Project London Bridge

I just finished the latest season of The Crown and was fascinated at the cinematically portrayed opulence of the royalty. Imagine having someone just to watch the swans, monitor the glassware and guide you through the sands. But there was one thing that particularly stirred something in me, Project London Bridge – planning the funeral.

I told A about it and although I already have a book of plans, things and activities I want done during and after my death, I still asked her to set aside time so we can do my funeral planning.

But I wasn’t going to be content at just planning to plan, today’s story worthy moment is me going to the funeral parlor to look at the plans and packages they have.
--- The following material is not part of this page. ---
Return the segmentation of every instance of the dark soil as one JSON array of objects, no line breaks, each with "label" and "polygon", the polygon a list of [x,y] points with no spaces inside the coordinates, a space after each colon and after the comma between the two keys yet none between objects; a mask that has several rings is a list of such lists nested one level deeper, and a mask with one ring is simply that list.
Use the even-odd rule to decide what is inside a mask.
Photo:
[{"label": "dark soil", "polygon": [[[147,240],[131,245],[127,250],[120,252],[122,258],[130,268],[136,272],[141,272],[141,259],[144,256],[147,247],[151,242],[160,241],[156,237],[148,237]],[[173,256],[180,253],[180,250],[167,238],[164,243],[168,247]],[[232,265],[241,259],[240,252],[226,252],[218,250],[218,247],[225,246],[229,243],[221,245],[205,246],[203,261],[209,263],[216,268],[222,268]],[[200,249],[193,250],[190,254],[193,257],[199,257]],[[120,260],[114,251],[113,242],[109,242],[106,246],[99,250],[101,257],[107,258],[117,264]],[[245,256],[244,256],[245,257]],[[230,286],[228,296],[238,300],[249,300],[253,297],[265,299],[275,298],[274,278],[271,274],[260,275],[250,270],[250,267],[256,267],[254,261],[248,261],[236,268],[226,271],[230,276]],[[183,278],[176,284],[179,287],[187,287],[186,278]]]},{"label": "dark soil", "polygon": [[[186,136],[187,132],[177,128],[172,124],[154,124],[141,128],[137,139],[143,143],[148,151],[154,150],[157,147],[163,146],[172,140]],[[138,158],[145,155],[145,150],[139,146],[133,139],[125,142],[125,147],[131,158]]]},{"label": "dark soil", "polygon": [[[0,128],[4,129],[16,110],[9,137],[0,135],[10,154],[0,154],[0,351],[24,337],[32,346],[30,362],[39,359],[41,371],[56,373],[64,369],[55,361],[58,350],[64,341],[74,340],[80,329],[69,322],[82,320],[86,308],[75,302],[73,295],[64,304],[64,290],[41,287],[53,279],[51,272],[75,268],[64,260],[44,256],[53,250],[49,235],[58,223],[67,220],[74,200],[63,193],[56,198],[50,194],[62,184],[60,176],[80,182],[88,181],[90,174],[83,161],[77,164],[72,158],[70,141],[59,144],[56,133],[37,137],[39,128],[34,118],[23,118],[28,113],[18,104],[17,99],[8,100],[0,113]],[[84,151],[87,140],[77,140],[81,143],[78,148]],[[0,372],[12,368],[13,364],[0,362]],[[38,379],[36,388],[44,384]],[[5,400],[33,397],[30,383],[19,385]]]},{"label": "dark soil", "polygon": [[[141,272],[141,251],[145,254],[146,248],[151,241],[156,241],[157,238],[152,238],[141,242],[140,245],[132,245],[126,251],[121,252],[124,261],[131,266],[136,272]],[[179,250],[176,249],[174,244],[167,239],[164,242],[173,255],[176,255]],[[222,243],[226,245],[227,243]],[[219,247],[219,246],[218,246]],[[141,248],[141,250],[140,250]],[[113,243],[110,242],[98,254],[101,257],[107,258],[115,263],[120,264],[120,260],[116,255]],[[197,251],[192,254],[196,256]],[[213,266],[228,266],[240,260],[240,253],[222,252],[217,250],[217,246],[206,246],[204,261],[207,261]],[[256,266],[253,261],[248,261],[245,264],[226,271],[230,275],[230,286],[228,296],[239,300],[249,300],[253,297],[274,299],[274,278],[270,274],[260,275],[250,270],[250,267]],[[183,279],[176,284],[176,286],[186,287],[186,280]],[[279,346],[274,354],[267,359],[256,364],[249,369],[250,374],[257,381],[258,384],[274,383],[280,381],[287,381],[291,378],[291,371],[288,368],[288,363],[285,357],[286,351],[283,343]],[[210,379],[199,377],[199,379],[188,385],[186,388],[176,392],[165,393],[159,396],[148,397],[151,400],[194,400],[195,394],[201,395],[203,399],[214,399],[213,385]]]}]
I went in the guise of making an inquiry for someone. Although they were in the business of death, I didn’t want to look the person who sold embalming services, caskets and hearses in the eye and say “Oh no, it’s for me. I’m the client.” I’m the one to get embalmed, lain down on the casket and ride the hearse to the tune of my chosen Billy Joel song.

So it starts with making the call, dialing the number of a bunch of strangers to pick me up from wherever I expired. I have no preference on the location of my last breath but having it outside the home is too much exposure and would logistically be a problem for A, but having it at home is too dreary for the ones I’ll leave behind. They would probably throw my bed out or donate it to charity since no one in my family would dare sleep on a death bed.

Next is the prepping, which includes the embalming and makeup. I’ve already asked A to put falsies on me and make sure my make up is on point. I also want to make sure that my own cruelty free products are used. I took great effort to use only vegan and cruelty free products while living, why would I stop doing it in death. I also want to make sure no one uses my stuff anymore. Though I’m sure again, that no one would dare.

I’ve also chosen my last outfit. It will be a Filipiniana dress made of native fabric that will scream quiet elegance. I have preference on the chapel for viewing too, it’s what Miggy used. And I’m pre-booking the flowers. No somber white petals for me, I want spring bouquets and pretty little greens. My friends would roll their eyes but since I’ve never cared for convention while alive, why should I care when I’m dead.

I have a list of the practical stuff and will leave numbers and contacts with A. She will be distraught but I’m hoping appreciative of how I tried to make it easier for her by leaving her guidelines and prioritized tasks. I don’t want to grow old and prolong meeting up with Miggy. A knows this so it’s only prudent that we prepare for the inevitable.